L’Appel de Fort-de-France est donc un document fondateur qui demande un changement profond de la politique outre-mer de l’État. Face aux situations « de mal-développement structurel à l’origine d’inégalités de plus en plus criantes qui minent le pacte social », les président.e.s avaient rappelé « l’urgence d’ouvrir une nouvelle étape historique pour nos territoires d’outre-mer ». Cette déclaration de Fort-de-France est « un appel à une prise de conscience politique au plus haut niveau de l’Etat, en concertation avec nos populations et les forces vives, pour agir sans délai autour de trois axes forts « ,, à savoir :
1. Refonder la relation entre nos territoires et la République par la définition d’un nouveau cadre permettant la mise en œuvre de politiques publiques conformes aux réalités de chacune de nos régions; 2. Conjuguer la pleine égalité des droits avec la reconnaissance de nos spécificités, notamment par une réelle domiciliation des leviers de décision au plus près de nos territoires; 3. Instaurer une nouvelle politique économique fondée sur nos atouts notamment géostratégiques et écologiques.

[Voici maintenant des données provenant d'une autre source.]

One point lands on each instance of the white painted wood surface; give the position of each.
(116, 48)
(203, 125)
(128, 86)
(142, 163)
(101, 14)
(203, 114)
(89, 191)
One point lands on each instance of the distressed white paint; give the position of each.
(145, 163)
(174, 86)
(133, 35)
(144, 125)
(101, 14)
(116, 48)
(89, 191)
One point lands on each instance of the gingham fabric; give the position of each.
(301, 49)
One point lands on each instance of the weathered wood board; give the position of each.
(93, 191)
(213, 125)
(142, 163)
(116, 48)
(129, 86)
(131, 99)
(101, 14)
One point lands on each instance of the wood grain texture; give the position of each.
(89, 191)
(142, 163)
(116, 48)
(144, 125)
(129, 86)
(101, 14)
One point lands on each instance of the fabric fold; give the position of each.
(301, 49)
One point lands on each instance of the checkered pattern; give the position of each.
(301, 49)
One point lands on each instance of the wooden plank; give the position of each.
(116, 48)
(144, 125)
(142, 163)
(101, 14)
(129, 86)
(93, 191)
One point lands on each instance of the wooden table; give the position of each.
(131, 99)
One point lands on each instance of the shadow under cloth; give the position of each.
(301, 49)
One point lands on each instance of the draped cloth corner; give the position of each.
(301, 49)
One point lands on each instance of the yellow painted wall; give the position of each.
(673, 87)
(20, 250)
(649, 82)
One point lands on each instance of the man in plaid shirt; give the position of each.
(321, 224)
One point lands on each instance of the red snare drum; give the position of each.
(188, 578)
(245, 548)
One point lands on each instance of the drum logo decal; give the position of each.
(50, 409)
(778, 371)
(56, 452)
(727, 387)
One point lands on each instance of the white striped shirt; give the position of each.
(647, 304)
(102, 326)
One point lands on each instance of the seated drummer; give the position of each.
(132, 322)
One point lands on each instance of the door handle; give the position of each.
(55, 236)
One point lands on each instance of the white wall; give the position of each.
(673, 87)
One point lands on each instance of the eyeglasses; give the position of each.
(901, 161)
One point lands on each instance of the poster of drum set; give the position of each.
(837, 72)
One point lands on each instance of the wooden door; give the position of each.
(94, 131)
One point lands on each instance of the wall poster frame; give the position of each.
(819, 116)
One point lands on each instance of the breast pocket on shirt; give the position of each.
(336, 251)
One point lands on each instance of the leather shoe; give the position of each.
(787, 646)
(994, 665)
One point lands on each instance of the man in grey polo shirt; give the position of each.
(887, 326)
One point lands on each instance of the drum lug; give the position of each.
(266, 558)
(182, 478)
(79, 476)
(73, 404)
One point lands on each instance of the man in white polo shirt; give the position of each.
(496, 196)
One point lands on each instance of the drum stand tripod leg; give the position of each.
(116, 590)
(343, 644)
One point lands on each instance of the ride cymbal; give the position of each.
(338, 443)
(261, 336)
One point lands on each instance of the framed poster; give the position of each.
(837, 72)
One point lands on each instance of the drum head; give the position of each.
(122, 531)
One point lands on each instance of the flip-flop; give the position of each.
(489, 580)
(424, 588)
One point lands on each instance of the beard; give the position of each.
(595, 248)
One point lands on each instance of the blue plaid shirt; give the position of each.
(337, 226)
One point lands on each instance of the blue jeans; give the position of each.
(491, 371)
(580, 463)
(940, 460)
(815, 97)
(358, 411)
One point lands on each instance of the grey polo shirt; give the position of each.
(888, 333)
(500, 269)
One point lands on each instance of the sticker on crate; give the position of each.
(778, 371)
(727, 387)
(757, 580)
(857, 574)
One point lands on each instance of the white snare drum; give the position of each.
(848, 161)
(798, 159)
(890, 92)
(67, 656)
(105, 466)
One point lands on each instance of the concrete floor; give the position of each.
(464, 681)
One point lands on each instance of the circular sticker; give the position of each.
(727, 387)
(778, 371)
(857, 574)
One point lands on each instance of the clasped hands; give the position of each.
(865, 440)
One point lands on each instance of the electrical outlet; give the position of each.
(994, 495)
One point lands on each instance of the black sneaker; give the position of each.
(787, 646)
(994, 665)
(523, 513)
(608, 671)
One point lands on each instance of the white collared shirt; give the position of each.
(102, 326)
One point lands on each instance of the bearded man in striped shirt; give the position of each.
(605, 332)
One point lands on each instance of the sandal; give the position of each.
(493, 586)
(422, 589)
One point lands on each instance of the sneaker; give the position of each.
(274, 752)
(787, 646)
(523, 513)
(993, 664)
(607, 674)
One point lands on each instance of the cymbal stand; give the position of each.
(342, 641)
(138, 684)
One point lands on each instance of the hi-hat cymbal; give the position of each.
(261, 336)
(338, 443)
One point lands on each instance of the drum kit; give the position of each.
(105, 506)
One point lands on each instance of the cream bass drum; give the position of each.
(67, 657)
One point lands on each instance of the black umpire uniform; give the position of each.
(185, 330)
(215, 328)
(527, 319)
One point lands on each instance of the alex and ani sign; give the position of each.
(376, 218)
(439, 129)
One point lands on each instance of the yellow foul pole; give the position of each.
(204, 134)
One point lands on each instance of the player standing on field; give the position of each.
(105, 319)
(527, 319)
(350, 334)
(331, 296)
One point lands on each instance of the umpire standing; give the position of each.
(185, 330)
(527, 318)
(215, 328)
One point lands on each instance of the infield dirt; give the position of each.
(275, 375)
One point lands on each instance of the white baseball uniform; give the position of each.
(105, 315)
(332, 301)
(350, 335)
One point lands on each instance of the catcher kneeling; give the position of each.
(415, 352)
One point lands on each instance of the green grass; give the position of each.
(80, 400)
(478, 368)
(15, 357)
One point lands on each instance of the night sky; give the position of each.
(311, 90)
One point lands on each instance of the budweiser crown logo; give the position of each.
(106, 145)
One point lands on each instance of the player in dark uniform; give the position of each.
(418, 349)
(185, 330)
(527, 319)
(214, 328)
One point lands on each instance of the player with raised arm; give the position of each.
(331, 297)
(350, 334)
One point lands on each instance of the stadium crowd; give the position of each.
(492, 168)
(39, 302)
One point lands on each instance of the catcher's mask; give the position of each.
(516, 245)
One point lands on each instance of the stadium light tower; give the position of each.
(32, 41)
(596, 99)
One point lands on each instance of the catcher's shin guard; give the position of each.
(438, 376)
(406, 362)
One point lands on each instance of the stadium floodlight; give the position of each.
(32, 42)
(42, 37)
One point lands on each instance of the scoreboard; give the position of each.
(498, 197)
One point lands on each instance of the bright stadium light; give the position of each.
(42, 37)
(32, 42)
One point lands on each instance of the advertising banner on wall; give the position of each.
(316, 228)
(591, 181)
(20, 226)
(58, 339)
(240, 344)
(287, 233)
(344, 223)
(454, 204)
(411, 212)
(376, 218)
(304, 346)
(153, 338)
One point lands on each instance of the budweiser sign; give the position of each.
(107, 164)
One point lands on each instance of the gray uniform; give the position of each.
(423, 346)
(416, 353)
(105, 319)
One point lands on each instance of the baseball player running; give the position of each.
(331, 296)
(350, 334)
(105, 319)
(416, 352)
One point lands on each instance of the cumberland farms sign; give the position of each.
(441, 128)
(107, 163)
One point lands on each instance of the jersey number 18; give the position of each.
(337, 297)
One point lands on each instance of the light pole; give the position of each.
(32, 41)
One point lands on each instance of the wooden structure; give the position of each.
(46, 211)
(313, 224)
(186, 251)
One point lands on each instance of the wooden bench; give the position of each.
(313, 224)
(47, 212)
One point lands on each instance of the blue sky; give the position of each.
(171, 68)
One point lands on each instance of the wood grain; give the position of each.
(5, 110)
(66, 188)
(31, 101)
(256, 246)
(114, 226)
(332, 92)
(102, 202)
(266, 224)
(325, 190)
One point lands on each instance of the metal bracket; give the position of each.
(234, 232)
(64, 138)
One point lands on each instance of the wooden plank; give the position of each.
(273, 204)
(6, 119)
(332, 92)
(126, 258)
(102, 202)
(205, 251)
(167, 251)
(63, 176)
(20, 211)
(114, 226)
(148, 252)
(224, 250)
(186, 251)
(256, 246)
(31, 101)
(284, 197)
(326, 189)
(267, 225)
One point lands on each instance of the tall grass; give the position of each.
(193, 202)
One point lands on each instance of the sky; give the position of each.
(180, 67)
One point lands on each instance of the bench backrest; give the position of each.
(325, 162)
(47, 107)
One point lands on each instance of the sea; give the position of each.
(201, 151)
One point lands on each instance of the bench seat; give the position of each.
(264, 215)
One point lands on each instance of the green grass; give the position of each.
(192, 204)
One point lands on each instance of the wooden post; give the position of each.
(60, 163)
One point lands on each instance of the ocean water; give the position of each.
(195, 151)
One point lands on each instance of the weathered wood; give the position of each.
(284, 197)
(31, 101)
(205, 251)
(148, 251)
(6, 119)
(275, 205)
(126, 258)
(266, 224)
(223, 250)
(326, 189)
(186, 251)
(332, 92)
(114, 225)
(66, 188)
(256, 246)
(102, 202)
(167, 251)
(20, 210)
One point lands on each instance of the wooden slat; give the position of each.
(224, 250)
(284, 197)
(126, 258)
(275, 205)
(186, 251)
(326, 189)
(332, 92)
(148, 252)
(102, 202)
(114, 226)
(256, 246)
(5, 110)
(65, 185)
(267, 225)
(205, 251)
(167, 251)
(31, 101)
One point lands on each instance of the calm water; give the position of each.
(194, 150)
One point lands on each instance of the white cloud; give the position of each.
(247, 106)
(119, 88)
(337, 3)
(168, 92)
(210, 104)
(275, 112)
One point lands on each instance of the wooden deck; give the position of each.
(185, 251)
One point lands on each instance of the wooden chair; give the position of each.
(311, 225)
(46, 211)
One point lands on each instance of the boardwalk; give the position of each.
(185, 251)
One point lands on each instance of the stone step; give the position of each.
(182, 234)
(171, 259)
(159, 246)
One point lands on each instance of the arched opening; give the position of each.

C’est dans ce cadre qu’a eu lieu ce dîner à l’Elysée. Dîner qui a débuté avec une quarantaine de minutes de retard car, juste avant, Gérald Darmanin (ministre de l’Intérieur) et Jean-François Carenco (ministre délégué aux Outre-mer) avaient reçu les présidents de Région. Ces derniers, parmi lesquels la présidente Huguette Bello, accompagnés des deux ministres sont ensuite allés à pied jusqu’à l’Elysée pour échanger longuement dans le bureau du Président de la République pendant que les députés ultramarins invités au dîner parmi lesquels les réunionnais Perceval Gaillard, Jean-Hugues Ratenon, Frédéric Maillot, Philippe Naillet… patientaient dans la salle à manger. A noter que le président du groupe interparlementaire, le Polynésien Moetai Brotherson, n’a pas été convié à ce repas. (J’y reviendrai dans mon Ti Kozman de demain)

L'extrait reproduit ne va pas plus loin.